Renzo Novatore

Spiritual Perversity

July 6, 1920

      I

      II

      III

      IV

      V

      VI

I

A spasm... A palpitation...

The Dawn rises from the brown bed of shadow and unties her blond braids in the laughing green morning.

Beautiful Dawn!

May she rain golden light on the white buds of the mysterious morning...

A morning of Life and Death, of love and perversity...

Yesterday evening when dusk fell and the vagabond spirits left the earth of Death to enter through paths of Silence and meditate on the luminous mysterious of the night, I created from Nothing the perverse object of my purest Love.

Now I have killed the Woman I created.

And I killed her because I loved her too much...

Her corpse lies at my feet, hideously twisted, with an everlasting red wound in her snow-white breast, opened like an eternal flower of blood.

On her purple-blue lips, a violent contraction is stamped like sarcasm and the pang that lashes out and curses...

She is naked and pale.

Before long, the sun will dress her again in the moist purplish cloak of gold.

I will bend over this hidden meadow, I will make a green chalice with the poisonous leaves of bitter herbs, and I will make holy Communion with the purity of silver dewdrops.

When the sun has scattered the last traces of my baleful crime, I will play the litanies of Flowers and Death on the violin of sorrow.

II

The Night has returned.

That terrible black Night, populated by Ghosts...

Are they the phantoms of fear? Are they the shadows of remorse? Are they macabre dances of unknown truths?

O Light, why don’t you set me ablaze? O Shadow, why don’t you envelope me?

III

I am — like a reptile — crouching in the thorny hedge that surrounds the edge of the meadow. A toad and a serpent are my only companions.

A little ways away from me, a strange, solitary night bird sings a desperate song about the reasons for Laughter and Weeping.

But in these extreme expressions it sighs: FUTILITY!

But I can’t see this very strange bird. The night is too deep... But I hear it!

Ah! what tragic voices one hears, never silent...

But what does all this matter?

In the sky’s blue vault, myriads of stars dance merrily...

And so? And so what does it matter if here, a short distance from me, Crime dances with Remorse, and Love is embraced by Death? Aren’t the herbs of this meadow poisonous and bitter? Isn’t this the Valley where the ancient immortal Gods were born to live, enjoy and love in perversity and sin?

Then they joined the fated fishermen and raised their mortal rods.

This is why they are cursed...

IV

I hear the somber roar of two distinct sounds.

The weeping of Life and the laughter of Death. How eloquent they are!...

But why does Life weep? Why does Death laugh?

V

I tried to open my eyes wide in the sun, and it blinded me.

Now I am blind. Blind and cursed...

I have nothing but darkness and silence within.

I no longer have friends or lovers. I am alone.

The kingdom of Shadow and Death is my kingdom.

I howl desperately, but in vain. My unrecognized cry is dispersed in the endless desert. It roars, it thunders, but the only response is a mournful echo.

An anguished and heart-rending echo.

VI

Now I am the terrible Sinner riding the furious Centaur of Evil. I am the bridegroom of Eternity who laid himself down on a vast wave of darkness; I wager beakers of blood against the kisses of the dangerous children of Mystery.

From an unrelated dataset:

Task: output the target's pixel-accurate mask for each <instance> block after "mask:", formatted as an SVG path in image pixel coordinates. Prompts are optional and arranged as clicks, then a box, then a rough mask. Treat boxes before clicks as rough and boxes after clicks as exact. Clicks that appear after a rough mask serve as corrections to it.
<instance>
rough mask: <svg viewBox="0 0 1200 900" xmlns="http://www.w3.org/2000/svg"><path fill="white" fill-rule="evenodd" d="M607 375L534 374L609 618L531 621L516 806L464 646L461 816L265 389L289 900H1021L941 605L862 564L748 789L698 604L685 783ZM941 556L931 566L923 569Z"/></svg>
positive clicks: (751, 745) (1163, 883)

My hands are impure because all that they have touched is impure, but in the luminous realm of my mind, flowers of the greatest purity and of an impeccable beauty have taken root.

...

A deep-sea diver, I have gone down into the deepest and most fearful chasms of the sea to rob it of its most secret treasures.

An eagle, I have soared to the highest flights of infinite space to rob it of the strangest, most ethereal mysteries.

A reptile, I have crawled on the moist earth to suck from the breasts of its infinite sweetness, the most bitter poisons.

Now I am the reckless maniacal swimmer lost in the murky waves of Life. I am the wayfarer, blaspheming and laughing, who wanders in a desert world where only the satanic howl of FUTILITY thunders.

And this is why I can heroically call myself — along with being a poet — “a truly, deeply unhappy individual.”

I know I am a luminous point that goes uselessly through the gloomy futility of all things.

And it is this, my conscious desperation, this my awareness of the futility of being, that makes me deeply love Life. But don’t you see, my friends, that my futile joy merges into your futile sorrow, so that later both will merge into the futility of Death?